We (descendants of Chas A Wilson and Hugo E Kling) have a small assortment of glass bottles from these companies, but we're always on the lookout for more. So far, We have a few crates with bottles.


----------



## zecritr (Jul 4, 2015)

Have any History on them and Pics of some of them,I have a Green 7 ounce bottle i was wondering about?Thanks


----------



## MrsStenberg (Nov 4, 2015)

Hugo Kling, was the son of Swedish immigrant, Joel Kling. Hugo owned the bottling works and Chas. Wilson was a driver for him. Chas. fell in love with Hugo's sister, Beda, married her and eventually bought Kling Bottling Works, renaming it Wilson Bottling Co. 

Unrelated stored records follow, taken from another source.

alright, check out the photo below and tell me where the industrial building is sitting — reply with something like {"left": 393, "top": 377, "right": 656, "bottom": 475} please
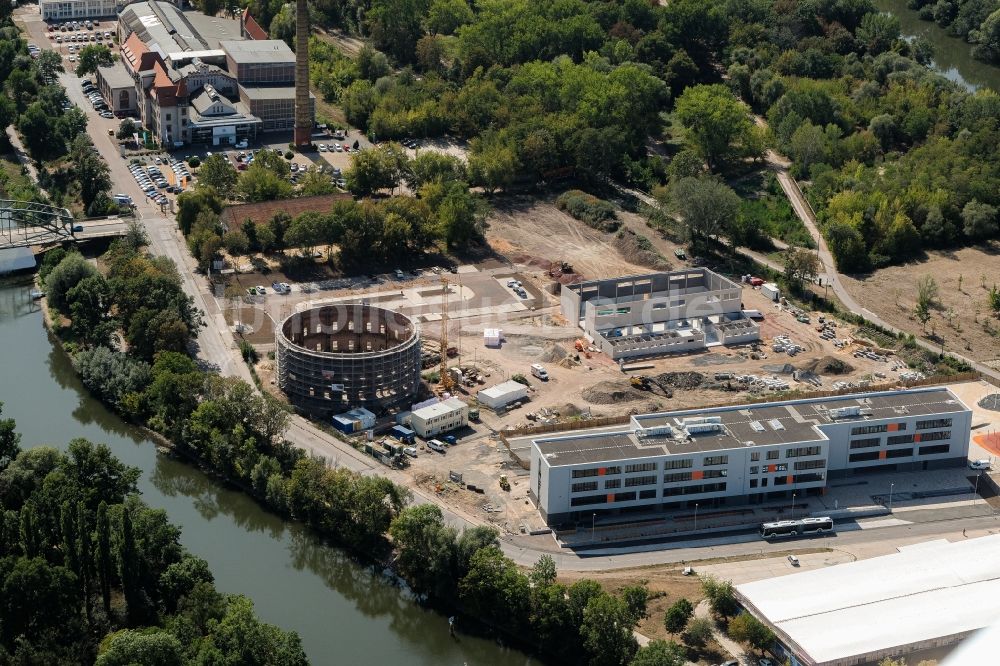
{"left": 735, "top": 535, "right": 1000, "bottom": 666}
{"left": 40, "top": 0, "right": 121, "bottom": 21}
{"left": 529, "top": 387, "right": 971, "bottom": 525}
{"left": 96, "top": 2, "right": 313, "bottom": 145}
{"left": 331, "top": 407, "right": 376, "bottom": 434}
{"left": 408, "top": 397, "right": 469, "bottom": 438}
{"left": 276, "top": 304, "right": 422, "bottom": 416}
{"left": 478, "top": 380, "right": 529, "bottom": 411}
{"left": 560, "top": 268, "right": 759, "bottom": 360}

I can get a few pictures, but I don't have any on hand.


----------



## MrsStenberg (Nov 4, 2015)

Oh! Another story from the family was that Chas. Wilson was approached to bottle for an unknown cola company and turned them down as he believed there would never be a competitor to Coca-Cola. The unknown company was Pepsi-Co. Oops.


----------



## zecritr (Nov 4, 2015)

LOL Don't it figure,love the History thank you


----------



## CreekWalker (Nov 4, 2015)

Thanks, Ms. Stenburg, great story and would love to see those bottles! Back in the early 1900's, some of our local bottlers had the same opportunity , but chose , at best, Gay-Ola and Chero-Cola, and at worst, some brands that didn't last , but a couple years!


----------